Plinius: Secure and Persistent Machine Learning Model Training. (arXiv:2104.02987v1 [cs.CR])

With the increasing popularity of cloud based machine learning (ML)
techniques there comes a need for privacy and integrity guarantees for ML data.
In addition, the significant scalability challenges faced by DRAM coupled with
the high access-times of secondary storage represent a huge performance
bottleneck for ML systems. While solutions exist to tackle the security aspect,
performance remains an issue. Persistent memory (PM) is resilient to power loss
(unlike DRAM), provides fast and fine-granular access to memory (unlike disk
storage) and has latency and bandwidth close to DRAM (in the order of ns and
GB/s, respectively).
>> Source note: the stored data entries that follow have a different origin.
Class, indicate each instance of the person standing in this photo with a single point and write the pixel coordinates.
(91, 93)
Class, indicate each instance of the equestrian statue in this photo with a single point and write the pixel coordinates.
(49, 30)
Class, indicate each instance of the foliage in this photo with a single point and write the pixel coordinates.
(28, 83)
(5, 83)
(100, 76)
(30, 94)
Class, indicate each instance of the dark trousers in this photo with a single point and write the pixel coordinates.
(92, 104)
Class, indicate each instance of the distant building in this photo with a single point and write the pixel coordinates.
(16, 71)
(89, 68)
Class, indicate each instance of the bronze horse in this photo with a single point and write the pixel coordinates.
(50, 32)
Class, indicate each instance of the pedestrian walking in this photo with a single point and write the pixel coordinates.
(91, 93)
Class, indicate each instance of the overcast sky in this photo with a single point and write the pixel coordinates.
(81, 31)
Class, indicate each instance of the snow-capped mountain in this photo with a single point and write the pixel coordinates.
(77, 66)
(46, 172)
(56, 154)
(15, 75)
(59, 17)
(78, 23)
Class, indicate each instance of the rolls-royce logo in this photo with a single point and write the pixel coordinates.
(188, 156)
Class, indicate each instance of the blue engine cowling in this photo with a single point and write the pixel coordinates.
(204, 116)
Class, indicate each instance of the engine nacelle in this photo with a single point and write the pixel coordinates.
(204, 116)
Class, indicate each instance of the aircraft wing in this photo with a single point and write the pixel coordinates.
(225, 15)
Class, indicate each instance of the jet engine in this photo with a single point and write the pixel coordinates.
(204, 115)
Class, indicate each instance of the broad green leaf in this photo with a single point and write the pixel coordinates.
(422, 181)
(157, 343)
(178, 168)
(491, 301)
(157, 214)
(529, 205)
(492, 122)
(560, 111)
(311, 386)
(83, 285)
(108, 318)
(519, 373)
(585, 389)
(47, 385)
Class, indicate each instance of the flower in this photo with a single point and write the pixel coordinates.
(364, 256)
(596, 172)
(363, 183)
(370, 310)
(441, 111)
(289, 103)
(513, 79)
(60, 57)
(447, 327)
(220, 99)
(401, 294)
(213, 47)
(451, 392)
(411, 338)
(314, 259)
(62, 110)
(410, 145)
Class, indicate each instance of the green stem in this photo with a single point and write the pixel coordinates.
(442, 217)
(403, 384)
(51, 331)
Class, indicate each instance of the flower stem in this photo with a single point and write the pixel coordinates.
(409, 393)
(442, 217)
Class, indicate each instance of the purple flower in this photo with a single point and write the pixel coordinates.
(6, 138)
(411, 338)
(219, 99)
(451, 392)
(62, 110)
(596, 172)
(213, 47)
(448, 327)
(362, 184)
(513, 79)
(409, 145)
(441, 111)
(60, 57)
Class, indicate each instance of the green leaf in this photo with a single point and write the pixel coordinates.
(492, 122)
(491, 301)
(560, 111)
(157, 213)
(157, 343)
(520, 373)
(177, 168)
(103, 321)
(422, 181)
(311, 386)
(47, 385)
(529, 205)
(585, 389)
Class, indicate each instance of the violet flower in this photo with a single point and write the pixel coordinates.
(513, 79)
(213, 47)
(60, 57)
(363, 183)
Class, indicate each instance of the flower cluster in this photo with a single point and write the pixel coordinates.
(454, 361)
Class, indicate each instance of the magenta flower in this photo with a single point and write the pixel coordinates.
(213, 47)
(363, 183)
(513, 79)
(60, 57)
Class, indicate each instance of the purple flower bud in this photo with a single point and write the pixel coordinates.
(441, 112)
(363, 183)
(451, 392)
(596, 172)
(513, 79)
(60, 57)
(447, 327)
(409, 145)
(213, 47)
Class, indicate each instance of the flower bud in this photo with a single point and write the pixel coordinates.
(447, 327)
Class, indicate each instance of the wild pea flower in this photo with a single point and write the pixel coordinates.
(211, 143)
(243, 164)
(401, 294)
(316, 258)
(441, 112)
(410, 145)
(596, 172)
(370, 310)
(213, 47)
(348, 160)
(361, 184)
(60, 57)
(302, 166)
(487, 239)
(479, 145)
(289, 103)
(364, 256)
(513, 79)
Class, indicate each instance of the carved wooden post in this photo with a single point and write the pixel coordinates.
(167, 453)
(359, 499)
We present PLINIUS, a ML framework using Intel SGX
enclaves for secure training of ML models and PM for fault tolerance
guarantees. P LINIUS uses a novel mirroring mechanism to create and maintain
(i) encrypted mirror copies of ML models on PM, and (ii) encrypted training
data in byte-addressable PM, for near-instantaneous data recovery after a
system failure. Compared to disk-based checkpointing systems,PLINIUS is 3.2x
and 3.7x faster respectively for saving and restoring models on real PM
hardware, achieving robust and secure ML model training in SGX enclaves.